Faith-based welfare reform is a potential winner for President Bush because it appeals to salvationists, shopkeepers and servers. Separatists balk, and are relying on the courts to buttress the wall between church and state.
Non-Christians might also be excused for casting a wary eye. If enough money flows to Christian providers, it is possible that the quality of secular or non-Christian alternatives will gradually decline, not as the result of central planning or bad intentions, but as the unintended consequence of thousands of individual decisions to choose Christian alternatives. The legal requirement that secular services be available may slowly lose its teeth if those services become demonstrably inferior due to shifts in the funding stream.
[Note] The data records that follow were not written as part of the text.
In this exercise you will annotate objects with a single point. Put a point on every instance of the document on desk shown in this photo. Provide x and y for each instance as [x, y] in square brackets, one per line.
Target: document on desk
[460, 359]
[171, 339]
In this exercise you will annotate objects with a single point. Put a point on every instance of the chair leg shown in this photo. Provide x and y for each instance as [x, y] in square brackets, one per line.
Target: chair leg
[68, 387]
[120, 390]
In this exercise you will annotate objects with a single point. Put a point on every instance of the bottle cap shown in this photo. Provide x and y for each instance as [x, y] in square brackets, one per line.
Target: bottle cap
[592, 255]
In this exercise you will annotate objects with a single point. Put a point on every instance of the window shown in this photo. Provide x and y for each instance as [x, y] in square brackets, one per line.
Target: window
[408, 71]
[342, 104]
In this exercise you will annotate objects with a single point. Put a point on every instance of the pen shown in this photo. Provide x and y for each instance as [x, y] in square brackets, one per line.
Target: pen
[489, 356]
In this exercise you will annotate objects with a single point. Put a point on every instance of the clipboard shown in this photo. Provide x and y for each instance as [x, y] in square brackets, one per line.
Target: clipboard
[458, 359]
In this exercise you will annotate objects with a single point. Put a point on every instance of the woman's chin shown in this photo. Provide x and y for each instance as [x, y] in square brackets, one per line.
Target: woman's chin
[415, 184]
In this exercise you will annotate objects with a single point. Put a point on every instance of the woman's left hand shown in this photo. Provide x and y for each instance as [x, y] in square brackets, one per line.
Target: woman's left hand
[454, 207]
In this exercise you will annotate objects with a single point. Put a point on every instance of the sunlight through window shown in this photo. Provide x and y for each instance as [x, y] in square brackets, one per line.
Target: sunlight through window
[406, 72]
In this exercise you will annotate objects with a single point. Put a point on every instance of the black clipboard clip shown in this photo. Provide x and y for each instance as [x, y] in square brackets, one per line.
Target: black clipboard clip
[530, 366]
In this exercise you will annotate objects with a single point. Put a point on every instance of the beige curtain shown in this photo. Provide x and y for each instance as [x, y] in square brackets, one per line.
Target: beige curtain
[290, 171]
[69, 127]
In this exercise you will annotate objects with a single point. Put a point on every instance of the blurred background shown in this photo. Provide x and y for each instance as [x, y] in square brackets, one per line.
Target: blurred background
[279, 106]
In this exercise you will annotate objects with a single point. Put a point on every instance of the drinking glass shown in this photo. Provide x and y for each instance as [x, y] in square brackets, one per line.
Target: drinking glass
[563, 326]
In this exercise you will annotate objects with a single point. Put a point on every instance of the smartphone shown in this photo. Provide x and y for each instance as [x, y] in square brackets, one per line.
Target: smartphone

For the moment, at least, many groups hear something they like in the promise of faith-based reforms, but for very different reasons. If the evidence in Indianapolis is any guide, those different reasons are likely to be divisive. Some salvationists are uncomfortable with the outcomes-based standards that are essential to the servers. A few chafe under requirements that they keep burdensome records, saying their real work is person-to-person, not administrative minutiae. They sincerely believe that the world is made better when hearts are changed one heart at a time.
No one in government, foundations or traditional service agencies disputes the value of changed hearts, but they are accustomed to managing thousands of cases within the boundaries of limited funding. Utility is evaluated by measuring the good accomplished at specified per-capita costs. Government agencies, especially, cannot afford the luxury of saying that any cost is justified so long as one lost sheep is found. They must evaluate outcomes rationally and bureaucratically.
The servers will never be comfortable with the underlying theological motives of the salvationists. The shopkeepers, many of whom have a libertarian streak, are stuck. They have no problem with salvationists, white or black, pressing their own religious agendas with their own money. However, even the most ideological among the shopkeepers realize that for the foreseeable future churches cannot do the job with their own money alone. Government must continue to subsidize social work and community development being performed by private groups. Some shopkeepers are hesitantly willing to put public money in private hands, but are uneasy about funding the evangelical missions of the salvationists.
Each of these groups is, of course, an ideal type, and most people fall into more than one category. Politics does make strange bedfellows. We might consider whom we will wake up beside when the dust kicked up by President Bush’s armies of compassion begins to settle.